QoS policy service resides under session management - the backend function that sets up and monitors end-to-end interaction between the IPTV provider and the enduser. Like accounting, both QoS policy and session management touch multiple other functions. So they too should be abstracted out to their own layers rather than bolted onto something else - like a VoD server. On the one hand, you might want the option to employ a variety of QoS solutions - depending on which one were to deliver the best customer experience. On the other, you might not wish to invoke a different session manager for each service - one for VoD, one for games, one for IPTV broadcast, and so on. You would rather use a consistent session manager for all of them - just as you would wish to stay within a consistent user interface for operating all of them. 

And by making solutions able to support different services, you also make them able to support different wholesale partners - some of whom request support for session "payloads" other than those you already provide - such as PlayStation®2 games, in addition to the Xbox games you now offer in your games package. 

A Great Customer Experience - Across Wholesale Boundaries 

What this discussion and Figure 3 illustrate is that a great customer experience - and the ability to move it across wholesale partner boundaries - results directly from the architecture of the technology framework employed. Key to that architecture is the ability to decouple functions as content moves from backend to front end - and to decouple contexts within functions. Decoupling functions means that how you implement one function (e.g., a particular QoS policy server) will not dictate how you implement another function (e.g., a particular client EPG). Decoupling contexts means that you can reuse the same function (i.e., make one investment) to enable different interpretations of how the function should be performed.
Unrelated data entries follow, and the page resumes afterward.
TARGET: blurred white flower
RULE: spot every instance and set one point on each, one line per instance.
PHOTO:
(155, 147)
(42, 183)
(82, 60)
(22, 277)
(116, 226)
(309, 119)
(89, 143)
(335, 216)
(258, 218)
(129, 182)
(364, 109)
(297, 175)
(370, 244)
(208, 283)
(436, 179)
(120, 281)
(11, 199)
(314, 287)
Applications may be different, but all applications need to have the session manager set up their payloads for playout. Networks may be different, but all networks need QoS. Rule setting (policy making) within the function defines 

how it's done in one context versus another. As previously described, XSLT style sheets are an example of how to enforce context rules for presentation in consideration of different EPG layouts, CPE resources, and other parameters. 

One reason for a wholesale technology framework is to reduce technology infrastructure costs. Equally important to the operator, however, is the cost of preparing content for input into that infrastructure. The whole value proposition of on-demand TV is to present and package fresh and exciting content in ways that consumers find attractive and also differentiating from what other ISPs in the same market offer. 

Operators, therefore, will want to ally themselves with content experts who know how to deploy content in ways that are more scalable across content types, platforms, and wholesale partners. That includes skills in areas like:

Content creation synergies 

Smart content preparation will exploit synergies of content creation. One example is sharing common metadata and production techniques across content intended for different platforms. Another would be to establish different content preparation pathways in anticipation of the different requirements of those platforms. 

Content rights management 

Content owners are concerned about theft and digital rights management issues. The rights to broadcast a particular piece of content on TV does not automatically include broadband and mobile rights. Licenses to redistribute a valuable content proposition to wholesale partners, therefore, need to be written in a way that's attractive to other companies. Content could be anything - applications, application services, video, audio, teletext, or whatever.